15. The system of claim 14, wherein the operations comprise:

receiving, by the computing device, speech audio samples;

receiving, by the computing device, noise samples;

determining, by the computing device, a noise energy level of each noise sample and a speech audio energy level of each speech audio sample;

generating, by the computing device, noisy speech audio samples by combining each noise sample and each speech audio sample; and

training, by the computing device and using machine learning, the model using the noise energy level of each noise sample, the speech audio energy level of each speech audio sample, and the noisy speech audio samples.

16. The system of claim 14, wherein:

determining whether to switch to transmitting the second audio data or continue transmitting the first audio data comprises determining to switch to transmitting the second audio data, and

transmitting the first audio data or the second audio data comprises transmitting the second audio data and ceasing to transmit the first audio data.

17. The system of claim 14, wherein:

determining whether to switch to transmitting the second audio data or continue transmitting the first audio data comprises determining to continue transmitting the first audio data, and

transmitting the first audio data or the second audio data comprises continue transmitting the first audio data.

18. The system of claim 14, wherein:

determining a first speech audio energy level of the first audio data and a first noise energy level of the first audio data comprises: for each of multiple frequency bands, determining a respective first speech audio energy level and a respective first noise energy level,

determining a second speech audio energy level of the second audio data and a second noise energy level of the second audio data comprises: for each of the multiple frequency bands, determining a respective second speech audio energy level and a respective second noise energy level,

determining whether to switch to transmitting the second audio data or continue transmitting the first audio data is based further on, for each of the multiple frequency bands, each first speech audio energy level, each first noise energy level, each second speech audio energy level, and each second noise energy level.

19. The system of claim 14, wherein the operations comprise:

based on the first speech audio energy level, the first noise energy level, the second speech audio energy level, and the second noise energy level, updating, by the computing device, a state of a state machine that includes a speech state, a noise state, a silence state, and an uncertain state.

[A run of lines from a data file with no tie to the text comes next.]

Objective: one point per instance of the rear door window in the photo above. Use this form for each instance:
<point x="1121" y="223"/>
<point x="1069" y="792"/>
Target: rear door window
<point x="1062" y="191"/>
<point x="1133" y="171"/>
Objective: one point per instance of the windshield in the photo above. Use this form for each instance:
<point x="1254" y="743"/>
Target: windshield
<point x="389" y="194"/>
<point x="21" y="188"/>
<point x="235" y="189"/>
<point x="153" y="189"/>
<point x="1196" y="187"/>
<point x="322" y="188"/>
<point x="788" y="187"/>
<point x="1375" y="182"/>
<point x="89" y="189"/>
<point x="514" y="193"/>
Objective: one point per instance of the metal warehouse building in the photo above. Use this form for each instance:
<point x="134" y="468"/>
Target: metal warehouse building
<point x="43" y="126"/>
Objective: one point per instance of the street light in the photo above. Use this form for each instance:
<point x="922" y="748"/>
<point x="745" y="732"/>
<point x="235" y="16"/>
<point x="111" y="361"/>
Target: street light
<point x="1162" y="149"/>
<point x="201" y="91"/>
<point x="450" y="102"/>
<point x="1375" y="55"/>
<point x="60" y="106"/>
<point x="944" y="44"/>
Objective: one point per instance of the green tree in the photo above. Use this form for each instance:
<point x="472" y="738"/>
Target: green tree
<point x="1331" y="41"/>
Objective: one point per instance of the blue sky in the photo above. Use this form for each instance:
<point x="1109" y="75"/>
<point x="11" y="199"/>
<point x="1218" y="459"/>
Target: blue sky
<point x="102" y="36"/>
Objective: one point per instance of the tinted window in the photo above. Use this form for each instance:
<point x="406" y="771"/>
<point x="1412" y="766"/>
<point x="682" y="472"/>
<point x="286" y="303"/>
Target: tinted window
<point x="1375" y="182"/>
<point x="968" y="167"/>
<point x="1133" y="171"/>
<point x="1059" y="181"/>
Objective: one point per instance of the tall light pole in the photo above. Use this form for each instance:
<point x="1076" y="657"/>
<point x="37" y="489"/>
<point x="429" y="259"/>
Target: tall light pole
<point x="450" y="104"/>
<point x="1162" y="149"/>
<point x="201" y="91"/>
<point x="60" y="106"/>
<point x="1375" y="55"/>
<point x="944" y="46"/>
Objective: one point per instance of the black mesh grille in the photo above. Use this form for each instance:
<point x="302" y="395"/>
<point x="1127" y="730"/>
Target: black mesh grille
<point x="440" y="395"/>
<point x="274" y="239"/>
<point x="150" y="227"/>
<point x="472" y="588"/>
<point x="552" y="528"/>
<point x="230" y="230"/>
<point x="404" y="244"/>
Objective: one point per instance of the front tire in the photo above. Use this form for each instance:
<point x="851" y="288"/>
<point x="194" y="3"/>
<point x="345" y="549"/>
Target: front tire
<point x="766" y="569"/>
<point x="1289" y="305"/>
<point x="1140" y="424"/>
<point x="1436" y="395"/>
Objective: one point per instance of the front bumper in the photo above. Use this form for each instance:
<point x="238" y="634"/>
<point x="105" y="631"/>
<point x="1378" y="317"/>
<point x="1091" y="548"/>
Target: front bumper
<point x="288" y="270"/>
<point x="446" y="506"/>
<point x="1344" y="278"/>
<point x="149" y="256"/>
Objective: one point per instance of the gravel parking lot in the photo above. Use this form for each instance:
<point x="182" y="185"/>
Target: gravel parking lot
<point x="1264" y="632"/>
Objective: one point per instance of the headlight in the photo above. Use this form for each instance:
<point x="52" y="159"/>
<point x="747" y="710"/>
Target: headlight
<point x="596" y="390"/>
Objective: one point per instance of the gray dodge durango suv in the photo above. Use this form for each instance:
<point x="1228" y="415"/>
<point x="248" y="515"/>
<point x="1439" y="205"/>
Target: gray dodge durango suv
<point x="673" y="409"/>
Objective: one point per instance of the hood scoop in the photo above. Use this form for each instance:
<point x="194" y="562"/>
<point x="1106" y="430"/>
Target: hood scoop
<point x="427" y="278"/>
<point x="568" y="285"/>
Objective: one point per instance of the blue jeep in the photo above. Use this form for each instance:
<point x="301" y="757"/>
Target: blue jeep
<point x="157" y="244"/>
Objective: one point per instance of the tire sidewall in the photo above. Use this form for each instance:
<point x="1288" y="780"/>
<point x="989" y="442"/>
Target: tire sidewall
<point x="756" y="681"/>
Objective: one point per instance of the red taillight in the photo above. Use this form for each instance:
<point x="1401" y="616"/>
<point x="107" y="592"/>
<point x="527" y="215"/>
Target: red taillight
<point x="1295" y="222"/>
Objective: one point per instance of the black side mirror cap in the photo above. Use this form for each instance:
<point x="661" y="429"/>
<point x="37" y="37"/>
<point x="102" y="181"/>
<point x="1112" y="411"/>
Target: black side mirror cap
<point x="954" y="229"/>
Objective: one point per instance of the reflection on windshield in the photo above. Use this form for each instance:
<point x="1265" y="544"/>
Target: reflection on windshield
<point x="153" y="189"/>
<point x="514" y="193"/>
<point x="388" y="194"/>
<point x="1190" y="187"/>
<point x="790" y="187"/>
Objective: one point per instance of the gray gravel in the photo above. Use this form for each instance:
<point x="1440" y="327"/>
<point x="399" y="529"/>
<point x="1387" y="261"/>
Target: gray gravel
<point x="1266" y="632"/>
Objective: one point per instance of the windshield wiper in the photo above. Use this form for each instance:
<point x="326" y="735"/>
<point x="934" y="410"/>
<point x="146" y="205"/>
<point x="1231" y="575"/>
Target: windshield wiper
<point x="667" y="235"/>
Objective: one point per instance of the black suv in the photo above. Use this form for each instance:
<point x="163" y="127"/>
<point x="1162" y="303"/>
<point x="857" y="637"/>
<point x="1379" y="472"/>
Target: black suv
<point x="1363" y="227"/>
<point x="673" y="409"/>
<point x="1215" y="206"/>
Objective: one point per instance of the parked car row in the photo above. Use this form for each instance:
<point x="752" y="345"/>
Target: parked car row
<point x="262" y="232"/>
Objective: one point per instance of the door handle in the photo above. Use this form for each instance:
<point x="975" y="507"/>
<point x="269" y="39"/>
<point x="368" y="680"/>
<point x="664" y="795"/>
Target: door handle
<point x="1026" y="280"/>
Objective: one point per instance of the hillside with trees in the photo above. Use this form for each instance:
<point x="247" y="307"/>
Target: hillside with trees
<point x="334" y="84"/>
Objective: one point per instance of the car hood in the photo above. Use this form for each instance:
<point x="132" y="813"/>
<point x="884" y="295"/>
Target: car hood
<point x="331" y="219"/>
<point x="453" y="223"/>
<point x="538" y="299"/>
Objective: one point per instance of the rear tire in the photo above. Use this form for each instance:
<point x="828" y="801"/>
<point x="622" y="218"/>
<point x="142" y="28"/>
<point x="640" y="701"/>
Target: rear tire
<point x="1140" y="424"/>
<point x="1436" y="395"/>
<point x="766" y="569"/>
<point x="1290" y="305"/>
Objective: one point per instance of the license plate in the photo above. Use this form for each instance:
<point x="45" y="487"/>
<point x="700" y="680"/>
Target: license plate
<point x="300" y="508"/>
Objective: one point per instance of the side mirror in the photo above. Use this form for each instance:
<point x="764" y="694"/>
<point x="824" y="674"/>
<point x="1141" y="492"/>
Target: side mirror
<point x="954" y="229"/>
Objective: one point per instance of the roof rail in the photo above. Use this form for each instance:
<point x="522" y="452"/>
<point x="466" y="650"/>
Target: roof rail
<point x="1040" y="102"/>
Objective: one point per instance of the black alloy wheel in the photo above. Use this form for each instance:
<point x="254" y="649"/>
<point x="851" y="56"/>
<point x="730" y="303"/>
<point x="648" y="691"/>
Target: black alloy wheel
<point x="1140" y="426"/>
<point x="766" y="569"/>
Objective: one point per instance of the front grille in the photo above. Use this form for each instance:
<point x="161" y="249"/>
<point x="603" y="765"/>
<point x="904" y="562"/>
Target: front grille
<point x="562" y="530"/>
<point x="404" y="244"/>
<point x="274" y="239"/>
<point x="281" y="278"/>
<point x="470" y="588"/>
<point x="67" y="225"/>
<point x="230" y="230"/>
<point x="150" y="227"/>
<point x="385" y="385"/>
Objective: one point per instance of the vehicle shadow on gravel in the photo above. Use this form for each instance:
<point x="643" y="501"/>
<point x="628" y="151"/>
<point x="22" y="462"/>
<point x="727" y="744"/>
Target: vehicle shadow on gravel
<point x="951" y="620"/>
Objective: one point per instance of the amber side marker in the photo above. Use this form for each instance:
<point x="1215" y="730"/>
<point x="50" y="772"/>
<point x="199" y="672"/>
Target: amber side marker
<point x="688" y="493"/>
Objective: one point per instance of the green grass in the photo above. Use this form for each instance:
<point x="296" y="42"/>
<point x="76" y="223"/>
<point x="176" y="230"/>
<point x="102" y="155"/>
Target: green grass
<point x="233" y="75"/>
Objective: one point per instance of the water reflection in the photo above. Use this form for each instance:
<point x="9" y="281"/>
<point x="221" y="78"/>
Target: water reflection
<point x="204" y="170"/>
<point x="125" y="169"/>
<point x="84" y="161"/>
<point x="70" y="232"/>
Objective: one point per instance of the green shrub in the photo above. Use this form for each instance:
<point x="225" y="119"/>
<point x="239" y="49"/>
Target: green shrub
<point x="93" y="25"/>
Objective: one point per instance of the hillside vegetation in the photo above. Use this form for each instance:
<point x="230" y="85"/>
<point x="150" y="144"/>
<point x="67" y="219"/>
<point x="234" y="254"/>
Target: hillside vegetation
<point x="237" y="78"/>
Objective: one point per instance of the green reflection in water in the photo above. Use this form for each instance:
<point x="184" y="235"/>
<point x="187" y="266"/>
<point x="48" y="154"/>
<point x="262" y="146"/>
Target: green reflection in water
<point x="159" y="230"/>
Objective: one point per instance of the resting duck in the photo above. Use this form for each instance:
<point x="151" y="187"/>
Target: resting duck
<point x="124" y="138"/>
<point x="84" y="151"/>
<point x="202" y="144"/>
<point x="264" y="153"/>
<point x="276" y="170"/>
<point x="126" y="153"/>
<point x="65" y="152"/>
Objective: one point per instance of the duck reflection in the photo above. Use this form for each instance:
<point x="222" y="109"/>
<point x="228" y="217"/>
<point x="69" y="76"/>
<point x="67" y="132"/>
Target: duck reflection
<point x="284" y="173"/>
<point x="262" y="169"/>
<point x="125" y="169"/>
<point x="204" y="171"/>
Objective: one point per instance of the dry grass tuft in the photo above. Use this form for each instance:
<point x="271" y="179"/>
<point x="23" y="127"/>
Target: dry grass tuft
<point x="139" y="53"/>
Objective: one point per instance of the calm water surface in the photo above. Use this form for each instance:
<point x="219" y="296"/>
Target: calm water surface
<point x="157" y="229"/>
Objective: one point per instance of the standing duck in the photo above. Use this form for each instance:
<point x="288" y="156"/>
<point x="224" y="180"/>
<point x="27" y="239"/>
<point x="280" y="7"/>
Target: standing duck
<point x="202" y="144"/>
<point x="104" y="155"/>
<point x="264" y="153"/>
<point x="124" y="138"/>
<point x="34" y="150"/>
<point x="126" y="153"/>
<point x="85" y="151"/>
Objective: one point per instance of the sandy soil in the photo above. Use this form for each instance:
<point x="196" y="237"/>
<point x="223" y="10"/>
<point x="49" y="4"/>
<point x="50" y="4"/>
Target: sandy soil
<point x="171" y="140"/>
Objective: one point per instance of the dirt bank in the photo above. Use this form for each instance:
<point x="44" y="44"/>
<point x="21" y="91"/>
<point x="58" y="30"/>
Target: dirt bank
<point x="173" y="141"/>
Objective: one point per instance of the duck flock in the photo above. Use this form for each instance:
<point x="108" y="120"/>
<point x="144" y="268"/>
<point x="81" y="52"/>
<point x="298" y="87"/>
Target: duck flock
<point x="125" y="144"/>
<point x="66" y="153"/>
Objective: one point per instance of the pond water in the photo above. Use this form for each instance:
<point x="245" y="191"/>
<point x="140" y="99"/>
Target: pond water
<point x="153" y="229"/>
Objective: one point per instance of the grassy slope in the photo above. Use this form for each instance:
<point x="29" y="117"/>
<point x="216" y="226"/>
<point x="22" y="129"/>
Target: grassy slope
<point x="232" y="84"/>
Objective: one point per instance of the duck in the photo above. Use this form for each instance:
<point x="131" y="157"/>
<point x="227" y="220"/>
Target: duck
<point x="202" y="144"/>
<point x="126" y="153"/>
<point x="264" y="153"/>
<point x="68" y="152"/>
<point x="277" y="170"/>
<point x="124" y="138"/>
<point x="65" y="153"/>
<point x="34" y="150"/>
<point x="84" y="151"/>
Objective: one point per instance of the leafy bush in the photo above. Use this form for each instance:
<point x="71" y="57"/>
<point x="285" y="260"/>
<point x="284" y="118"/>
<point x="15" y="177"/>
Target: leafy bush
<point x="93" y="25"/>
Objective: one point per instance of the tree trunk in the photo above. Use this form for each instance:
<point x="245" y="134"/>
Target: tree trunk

20. A non-transitory computer-readable medium storing software comprising instructions executable by one or more computers which, upon such execution, cause the one or more computers to perform the operations comprising:

receiving, by a computing device, first audio data for a first audio channel;

transmitting, by the computing device, the first audio data;

while receiving and transmitting the first audio data: receiving, by the computing device, second audio data for a second audio channel; determining, by the computing device, a first speech audio energy level of the first audio data and a first noise energy level of the first audio data by providing the first audio data as a first input to a model that is trained to determine a speech audio energy level of given audio data and a noise energy level of the given audio data; determining, by the computing device, a second speech audio energy level of the second audio data and a second noise energy level of the second audio data by providing the second audio data as a second input to the model; and based on the first speech audio energy level, the first noise energy level, the second speech audio energy level, and the second noise energy level, determining, by the computing device, whether to switch to transmitting the second audio data or continue transmitting the first audio data; and

based on determining whether to switch to transmitting the second audio data or continue transmitting the first audio data, transmitting, by the computing device, the first audio data or the second audio data.